Considerations for Appetite Loss in Hot Weather
It's something I hear from clients often when the weather hots up here, in the UK "I'm not eating as much during the day because I'm not hungry, and then I'm training after work". Here are some of the key considerations for you to bear in mind if this happens to you.
Firstly, let me say that I'm all for tuning into hunger cues, and so recognising appetite change in the summer is an initial win from the off.
Something to bear in mind that often gets overlooked is the water content of food. If you're suddenly eating less due to the heat, it's not just water loss from sweat that effects hydration, but also the reduced intake of fluid from food compared, to usual.

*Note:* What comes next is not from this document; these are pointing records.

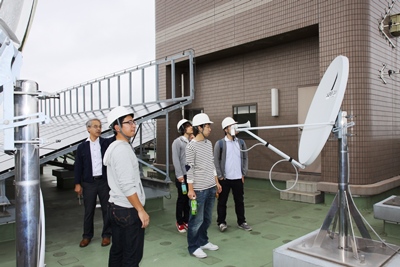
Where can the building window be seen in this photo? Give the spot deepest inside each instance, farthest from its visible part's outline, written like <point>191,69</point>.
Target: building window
<point>244,113</point>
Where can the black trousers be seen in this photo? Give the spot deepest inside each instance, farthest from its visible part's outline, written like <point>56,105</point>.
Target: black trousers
<point>90,192</point>
<point>182,203</point>
<point>128,237</point>
<point>238,197</point>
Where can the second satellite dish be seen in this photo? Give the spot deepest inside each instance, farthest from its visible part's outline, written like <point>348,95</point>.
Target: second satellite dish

Hydration affects how we feel and perform, so this is important.
If your diet contains very few processed foods and your salt intake is already at the lower end of the scale, when you suddenly reduce food intake mineral intake is likely to reduce too. So, particularly if you're training, rather than sticking with water you might want to think about drinks with electrolytes in them, and/or a vitamin and mineral supplement.
Speaking of training, when appetite loss and heat are factors it can be a good idea to schedule things so you're eating around your training (ie as close before and after as you’re comfortable with). Your training will then feel better, you will still perform well, and adaptation will still occur (ie your muscles aren’t suddenly going to disappear). As always - get protein in afterwards.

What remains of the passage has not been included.